Intex Technologies
- Company type: Private
- Industry: Technology; Telecommunications; Consumer electronics; Smartphones; Electronics;
- Founded: January 1996; 30 years ago
- Founder: Narendra Bansal
- Headquarters: New Delhi, India
- Area served: Worldwide
- Key people: Keshav Bansal (Director)
- Products: Desktop computers; Mobile phones; Mobile phone accessories; Washing machine; Air conditioner; Coolers; LED; Televisions; Audio equipment; UPS; Consumer durables; Webcams; Security cameras; Refrigerators;
- Services: Electronics manufacturing services
- Revenue: ₹6,200 crore (US$650 million)
- Number of employees: 10,000+
- Website: www.intex.in

= Intex Technologies =

Indian multinational technology company

Intex Technologies is an Indian multinational technology company based in New Delhi, India that manufactures smartphones, consumer electronics, and other accessories. It also provides consumer electronic products such as MP3 players, DVD players and speakers.

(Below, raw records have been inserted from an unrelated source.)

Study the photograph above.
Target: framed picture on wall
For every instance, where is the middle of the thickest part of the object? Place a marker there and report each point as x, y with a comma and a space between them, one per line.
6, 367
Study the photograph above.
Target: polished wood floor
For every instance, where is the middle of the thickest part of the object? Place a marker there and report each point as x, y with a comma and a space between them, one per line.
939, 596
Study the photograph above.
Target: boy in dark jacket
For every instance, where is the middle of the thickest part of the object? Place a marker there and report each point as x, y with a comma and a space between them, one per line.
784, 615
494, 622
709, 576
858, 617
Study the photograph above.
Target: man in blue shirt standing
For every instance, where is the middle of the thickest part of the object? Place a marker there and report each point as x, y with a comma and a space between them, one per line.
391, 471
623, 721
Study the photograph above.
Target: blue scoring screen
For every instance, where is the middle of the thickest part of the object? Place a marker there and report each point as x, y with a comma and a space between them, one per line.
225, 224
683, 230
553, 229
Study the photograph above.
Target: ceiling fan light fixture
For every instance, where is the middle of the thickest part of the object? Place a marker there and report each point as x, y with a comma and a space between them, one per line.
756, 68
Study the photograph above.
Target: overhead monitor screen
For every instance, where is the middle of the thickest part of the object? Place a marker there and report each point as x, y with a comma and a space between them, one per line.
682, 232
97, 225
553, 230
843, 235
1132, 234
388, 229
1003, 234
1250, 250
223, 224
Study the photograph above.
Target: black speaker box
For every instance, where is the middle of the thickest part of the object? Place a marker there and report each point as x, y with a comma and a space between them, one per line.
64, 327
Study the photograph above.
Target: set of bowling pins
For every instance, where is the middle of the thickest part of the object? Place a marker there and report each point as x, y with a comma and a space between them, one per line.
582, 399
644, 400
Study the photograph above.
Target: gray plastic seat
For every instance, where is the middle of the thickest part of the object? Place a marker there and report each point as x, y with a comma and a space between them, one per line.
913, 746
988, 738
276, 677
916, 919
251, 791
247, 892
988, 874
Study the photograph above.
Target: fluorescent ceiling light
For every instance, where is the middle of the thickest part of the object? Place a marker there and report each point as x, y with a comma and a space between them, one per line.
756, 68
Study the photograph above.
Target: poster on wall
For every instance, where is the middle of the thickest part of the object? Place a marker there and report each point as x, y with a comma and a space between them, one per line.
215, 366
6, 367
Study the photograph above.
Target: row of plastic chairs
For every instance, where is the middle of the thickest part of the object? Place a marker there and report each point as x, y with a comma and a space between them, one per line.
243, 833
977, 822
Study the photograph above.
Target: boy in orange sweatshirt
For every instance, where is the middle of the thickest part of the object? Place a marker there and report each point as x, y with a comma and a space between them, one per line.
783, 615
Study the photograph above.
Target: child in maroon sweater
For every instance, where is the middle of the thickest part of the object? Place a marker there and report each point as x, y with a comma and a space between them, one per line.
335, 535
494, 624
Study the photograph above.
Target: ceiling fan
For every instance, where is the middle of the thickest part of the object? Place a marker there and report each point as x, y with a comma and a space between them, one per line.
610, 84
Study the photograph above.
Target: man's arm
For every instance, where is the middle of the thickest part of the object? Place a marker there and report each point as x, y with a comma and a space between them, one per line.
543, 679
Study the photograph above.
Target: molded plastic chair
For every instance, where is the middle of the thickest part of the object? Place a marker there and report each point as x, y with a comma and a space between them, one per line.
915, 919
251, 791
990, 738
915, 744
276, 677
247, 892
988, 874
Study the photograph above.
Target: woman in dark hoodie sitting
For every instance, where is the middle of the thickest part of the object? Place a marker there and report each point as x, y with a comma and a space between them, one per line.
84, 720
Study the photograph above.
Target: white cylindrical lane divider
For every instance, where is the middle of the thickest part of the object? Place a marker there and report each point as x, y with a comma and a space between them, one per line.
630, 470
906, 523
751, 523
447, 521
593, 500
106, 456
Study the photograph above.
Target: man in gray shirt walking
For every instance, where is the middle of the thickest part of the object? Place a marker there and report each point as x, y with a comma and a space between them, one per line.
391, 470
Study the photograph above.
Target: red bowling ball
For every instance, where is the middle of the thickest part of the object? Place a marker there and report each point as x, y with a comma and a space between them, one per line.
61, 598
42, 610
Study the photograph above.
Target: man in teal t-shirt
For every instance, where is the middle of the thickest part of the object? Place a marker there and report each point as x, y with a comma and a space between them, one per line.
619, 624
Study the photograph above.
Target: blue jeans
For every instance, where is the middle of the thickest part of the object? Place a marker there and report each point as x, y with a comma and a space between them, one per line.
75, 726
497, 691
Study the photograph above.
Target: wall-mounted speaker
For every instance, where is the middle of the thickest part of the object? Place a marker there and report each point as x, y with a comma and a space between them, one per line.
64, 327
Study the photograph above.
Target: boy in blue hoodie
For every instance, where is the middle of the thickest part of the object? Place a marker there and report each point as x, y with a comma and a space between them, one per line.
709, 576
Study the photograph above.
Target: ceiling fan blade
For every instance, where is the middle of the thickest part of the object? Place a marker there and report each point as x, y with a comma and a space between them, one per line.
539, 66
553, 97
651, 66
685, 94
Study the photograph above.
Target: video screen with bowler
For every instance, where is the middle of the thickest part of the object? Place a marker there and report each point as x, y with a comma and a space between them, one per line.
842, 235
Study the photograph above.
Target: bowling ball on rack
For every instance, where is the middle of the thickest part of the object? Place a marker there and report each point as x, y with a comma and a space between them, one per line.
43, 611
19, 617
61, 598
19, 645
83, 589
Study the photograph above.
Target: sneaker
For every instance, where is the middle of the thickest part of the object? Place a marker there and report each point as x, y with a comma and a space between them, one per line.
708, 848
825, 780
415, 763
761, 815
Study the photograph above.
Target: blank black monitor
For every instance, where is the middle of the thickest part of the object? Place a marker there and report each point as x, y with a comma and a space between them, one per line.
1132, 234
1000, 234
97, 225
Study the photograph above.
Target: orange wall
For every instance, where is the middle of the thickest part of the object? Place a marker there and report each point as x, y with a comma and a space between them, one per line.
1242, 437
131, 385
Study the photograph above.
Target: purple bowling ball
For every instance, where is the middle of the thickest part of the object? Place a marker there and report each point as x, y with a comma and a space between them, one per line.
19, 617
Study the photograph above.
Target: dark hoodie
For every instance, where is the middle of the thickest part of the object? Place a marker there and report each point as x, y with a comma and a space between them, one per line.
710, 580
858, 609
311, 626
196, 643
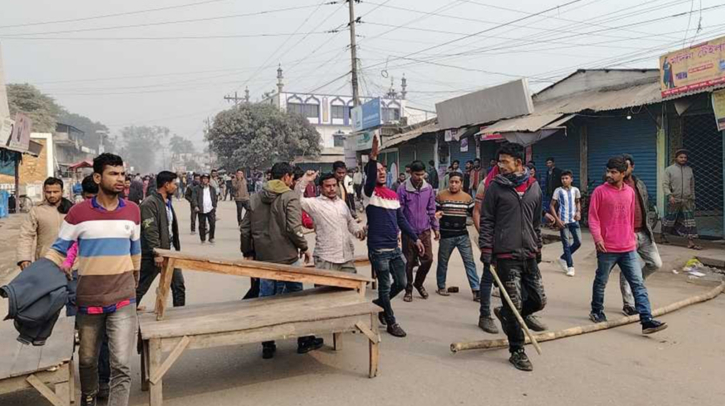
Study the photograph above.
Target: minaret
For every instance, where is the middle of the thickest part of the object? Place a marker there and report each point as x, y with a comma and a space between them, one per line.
403, 87
280, 84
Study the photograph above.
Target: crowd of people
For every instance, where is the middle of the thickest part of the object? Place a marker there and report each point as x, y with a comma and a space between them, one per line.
105, 243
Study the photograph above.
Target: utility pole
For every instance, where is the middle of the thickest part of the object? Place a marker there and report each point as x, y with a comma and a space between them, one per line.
353, 54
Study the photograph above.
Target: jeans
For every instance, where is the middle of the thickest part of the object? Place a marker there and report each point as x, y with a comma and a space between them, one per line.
647, 250
241, 204
121, 328
445, 249
148, 273
571, 232
522, 281
629, 265
412, 256
486, 288
203, 218
389, 266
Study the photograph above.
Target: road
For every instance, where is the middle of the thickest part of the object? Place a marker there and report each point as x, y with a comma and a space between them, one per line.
680, 366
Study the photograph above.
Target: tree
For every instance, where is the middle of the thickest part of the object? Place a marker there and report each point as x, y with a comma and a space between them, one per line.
42, 109
140, 145
258, 135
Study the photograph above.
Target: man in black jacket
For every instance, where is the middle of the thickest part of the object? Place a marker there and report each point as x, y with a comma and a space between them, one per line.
510, 238
159, 229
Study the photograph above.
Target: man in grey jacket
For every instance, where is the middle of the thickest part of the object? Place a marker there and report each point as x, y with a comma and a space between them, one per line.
271, 231
646, 246
679, 187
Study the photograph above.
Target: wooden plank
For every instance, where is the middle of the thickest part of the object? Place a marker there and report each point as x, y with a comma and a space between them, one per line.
45, 391
162, 292
277, 332
169, 361
156, 395
202, 261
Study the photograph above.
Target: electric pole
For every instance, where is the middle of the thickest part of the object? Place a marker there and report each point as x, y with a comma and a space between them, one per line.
353, 54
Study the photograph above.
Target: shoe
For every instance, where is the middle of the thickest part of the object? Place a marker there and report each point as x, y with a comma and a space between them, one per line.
88, 400
629, 310
421, 290
598, 317
103, 390
311, 344
486, 324
653, 326
268, 350
533, 323
520, 361
563, 265
396, 331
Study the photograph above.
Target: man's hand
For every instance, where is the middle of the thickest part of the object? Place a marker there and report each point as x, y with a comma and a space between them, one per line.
600, 246
421, 247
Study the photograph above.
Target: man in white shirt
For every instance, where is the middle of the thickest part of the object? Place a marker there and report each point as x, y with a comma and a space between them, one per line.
334, 224
205, 207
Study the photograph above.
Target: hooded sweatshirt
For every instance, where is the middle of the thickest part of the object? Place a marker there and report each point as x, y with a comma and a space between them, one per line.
271, 230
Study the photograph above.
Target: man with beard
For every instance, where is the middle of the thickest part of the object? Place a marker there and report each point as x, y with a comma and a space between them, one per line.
40, 229
108, 232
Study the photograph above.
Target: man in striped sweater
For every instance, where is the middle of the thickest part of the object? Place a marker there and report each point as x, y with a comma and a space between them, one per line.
108, 233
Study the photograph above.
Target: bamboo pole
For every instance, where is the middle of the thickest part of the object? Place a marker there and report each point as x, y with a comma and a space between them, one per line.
574, 331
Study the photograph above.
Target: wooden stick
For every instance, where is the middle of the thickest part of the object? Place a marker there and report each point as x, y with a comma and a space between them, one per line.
574, 331
516, 313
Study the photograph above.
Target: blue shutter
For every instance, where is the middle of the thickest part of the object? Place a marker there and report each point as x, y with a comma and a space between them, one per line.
611, 136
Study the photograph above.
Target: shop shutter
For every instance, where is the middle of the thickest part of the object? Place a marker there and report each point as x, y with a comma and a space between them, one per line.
610, 136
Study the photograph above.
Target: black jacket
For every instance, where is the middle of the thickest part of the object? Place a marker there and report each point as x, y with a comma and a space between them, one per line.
155, 226
510, 224
35, 299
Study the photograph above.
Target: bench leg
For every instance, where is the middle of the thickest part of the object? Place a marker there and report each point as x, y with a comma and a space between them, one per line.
337, 341
156, 397
145, 366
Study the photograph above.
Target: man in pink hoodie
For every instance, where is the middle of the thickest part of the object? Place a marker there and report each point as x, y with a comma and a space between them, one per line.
611, 222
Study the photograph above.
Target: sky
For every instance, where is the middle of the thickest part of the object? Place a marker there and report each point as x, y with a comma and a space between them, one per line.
171, 62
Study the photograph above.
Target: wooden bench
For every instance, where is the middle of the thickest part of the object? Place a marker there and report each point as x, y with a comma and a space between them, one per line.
337, 307
26, 366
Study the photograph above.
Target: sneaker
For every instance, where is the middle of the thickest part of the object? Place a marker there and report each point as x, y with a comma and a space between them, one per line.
533, 323
486, 324
520, 361
653, 326
396, 331
311, 344
598, 317
629, 310
563, 265
88, 400
423, 293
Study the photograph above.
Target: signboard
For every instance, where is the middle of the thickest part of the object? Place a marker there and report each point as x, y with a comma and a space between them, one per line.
363, 141
718, 106
693, 68
367, 115
20, 137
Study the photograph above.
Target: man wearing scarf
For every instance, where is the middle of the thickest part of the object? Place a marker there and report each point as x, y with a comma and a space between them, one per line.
510, 238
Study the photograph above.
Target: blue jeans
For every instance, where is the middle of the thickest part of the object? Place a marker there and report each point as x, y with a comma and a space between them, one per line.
445, 249
629, 265
570, 232
486, 288
389, 266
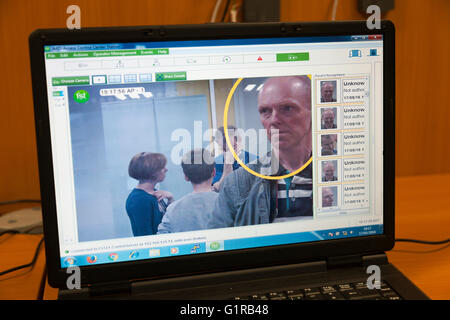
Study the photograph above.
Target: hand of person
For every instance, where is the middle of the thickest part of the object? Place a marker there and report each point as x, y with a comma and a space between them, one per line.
161, 194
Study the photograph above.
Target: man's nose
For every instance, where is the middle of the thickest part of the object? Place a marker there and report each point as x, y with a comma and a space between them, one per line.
275, 118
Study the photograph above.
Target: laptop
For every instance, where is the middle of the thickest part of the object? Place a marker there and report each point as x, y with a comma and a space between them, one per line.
292, 196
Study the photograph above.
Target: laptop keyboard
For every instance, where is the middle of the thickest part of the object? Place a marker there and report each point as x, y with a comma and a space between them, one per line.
347, 291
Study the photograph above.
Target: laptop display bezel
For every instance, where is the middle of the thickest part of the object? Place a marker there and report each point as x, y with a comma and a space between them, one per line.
225, 260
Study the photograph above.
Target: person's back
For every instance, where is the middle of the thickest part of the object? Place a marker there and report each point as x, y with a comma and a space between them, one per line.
191, 212
142, 209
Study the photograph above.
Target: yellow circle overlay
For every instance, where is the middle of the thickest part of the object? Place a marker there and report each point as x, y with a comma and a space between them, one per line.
225, 127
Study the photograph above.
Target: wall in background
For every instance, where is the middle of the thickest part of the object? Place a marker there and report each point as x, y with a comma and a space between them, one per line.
422, 67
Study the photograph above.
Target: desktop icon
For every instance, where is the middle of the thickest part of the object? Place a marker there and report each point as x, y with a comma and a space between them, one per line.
134, 255
70, 261
354, 53
154, 252
113, 256
91, 259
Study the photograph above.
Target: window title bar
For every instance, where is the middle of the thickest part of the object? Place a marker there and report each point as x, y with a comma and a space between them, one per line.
202, 43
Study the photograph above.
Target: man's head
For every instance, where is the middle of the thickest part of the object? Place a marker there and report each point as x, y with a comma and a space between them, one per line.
328, 118
284, 105
198, 166
328, 143
327, 197
148, 166
327, 91
234, 136
328, 170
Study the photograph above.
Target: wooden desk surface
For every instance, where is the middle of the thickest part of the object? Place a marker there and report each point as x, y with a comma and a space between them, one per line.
422, 212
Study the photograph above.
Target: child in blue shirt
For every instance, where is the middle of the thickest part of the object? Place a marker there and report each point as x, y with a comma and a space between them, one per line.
193, 211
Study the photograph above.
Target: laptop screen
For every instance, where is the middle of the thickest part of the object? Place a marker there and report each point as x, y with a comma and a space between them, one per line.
174, 148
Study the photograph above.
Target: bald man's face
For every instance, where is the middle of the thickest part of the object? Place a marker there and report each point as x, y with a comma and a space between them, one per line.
329, 172
284, 105
327, 92
327, 197
328, 119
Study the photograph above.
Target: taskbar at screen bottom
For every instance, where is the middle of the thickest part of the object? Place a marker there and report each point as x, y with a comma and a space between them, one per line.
218, 245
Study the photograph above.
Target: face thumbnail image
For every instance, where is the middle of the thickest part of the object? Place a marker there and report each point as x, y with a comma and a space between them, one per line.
328, 118
329, 171
328, 144
328, 92
329, 197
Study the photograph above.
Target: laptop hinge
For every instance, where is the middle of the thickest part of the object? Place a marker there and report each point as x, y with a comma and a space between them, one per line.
356, 260
113, 288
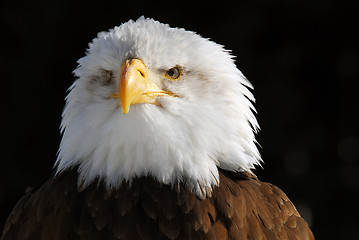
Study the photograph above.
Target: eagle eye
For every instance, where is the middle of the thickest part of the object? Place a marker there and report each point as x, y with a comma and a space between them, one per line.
108, 76
173, 73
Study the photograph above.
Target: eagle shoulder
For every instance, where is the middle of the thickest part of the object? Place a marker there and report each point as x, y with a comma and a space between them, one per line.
241, 207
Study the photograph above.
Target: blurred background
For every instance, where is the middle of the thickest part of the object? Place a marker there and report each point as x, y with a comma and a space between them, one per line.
301, 56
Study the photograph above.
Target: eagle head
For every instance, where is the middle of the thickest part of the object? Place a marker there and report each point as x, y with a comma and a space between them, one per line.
151, 100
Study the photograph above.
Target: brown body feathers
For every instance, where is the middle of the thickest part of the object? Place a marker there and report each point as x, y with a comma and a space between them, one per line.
242, 207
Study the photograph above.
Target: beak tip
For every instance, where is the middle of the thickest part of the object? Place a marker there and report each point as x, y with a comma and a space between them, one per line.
125, 110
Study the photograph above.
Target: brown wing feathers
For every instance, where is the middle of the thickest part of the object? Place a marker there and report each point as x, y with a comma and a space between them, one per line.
242, 207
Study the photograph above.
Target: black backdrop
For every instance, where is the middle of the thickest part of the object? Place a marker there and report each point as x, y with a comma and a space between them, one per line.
301, 56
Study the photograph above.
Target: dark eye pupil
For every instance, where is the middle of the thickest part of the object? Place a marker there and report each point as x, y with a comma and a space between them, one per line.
171, 72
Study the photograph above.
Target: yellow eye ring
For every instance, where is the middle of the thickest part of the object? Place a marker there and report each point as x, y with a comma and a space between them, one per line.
173, 73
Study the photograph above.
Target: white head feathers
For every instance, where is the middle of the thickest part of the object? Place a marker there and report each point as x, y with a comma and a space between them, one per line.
210, 124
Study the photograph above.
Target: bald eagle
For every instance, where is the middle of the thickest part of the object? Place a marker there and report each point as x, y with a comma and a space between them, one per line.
158, 142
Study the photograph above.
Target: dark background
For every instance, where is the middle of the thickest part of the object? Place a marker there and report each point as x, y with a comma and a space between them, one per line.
301, 56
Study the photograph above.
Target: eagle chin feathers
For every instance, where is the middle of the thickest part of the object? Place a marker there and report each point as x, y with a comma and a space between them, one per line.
158, 143
210, 124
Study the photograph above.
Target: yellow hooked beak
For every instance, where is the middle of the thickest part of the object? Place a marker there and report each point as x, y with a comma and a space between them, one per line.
134, 86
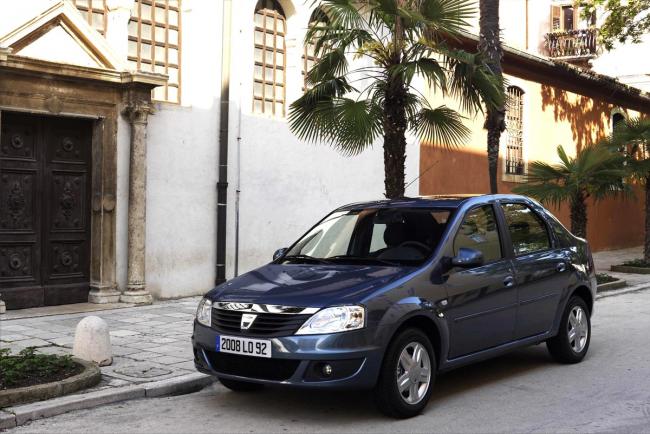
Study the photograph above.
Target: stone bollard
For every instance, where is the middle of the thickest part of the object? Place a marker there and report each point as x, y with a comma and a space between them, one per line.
92, 341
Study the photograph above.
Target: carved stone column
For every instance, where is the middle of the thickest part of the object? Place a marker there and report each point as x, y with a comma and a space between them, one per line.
136, 290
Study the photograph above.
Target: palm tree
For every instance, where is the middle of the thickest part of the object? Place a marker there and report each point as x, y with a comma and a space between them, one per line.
633, 136
595, 172
490, 47
352, 102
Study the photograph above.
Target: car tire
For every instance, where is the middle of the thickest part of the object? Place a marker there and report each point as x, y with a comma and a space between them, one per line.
240, 386
411, 398
571, 343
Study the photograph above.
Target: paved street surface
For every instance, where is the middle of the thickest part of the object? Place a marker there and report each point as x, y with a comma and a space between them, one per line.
521, 392
150, 343
604, 260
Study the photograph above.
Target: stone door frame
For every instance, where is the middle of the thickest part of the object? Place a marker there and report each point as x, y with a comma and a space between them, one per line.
47, 88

It was founded in 1996 and is headquartered in New Delhi, India.

== History ==
The company was established in 1996 at New Delhi by Narendra Bansal. Currently, Keshav Bansal, son of Narendra Bansal, is the active director of the company.

In 2012, from an IT product company, Intex Technologies expanded its consumer durables portfolio with the entry in LED TVs business. The LED TVs business has seen a growth of over 150% and the company has a 6% share in LED TVs and 3% share in washing machines nationally.

== IPL Team ==
The company also owned an IPL franchise called Gujarat Lions in 2016 and 2017.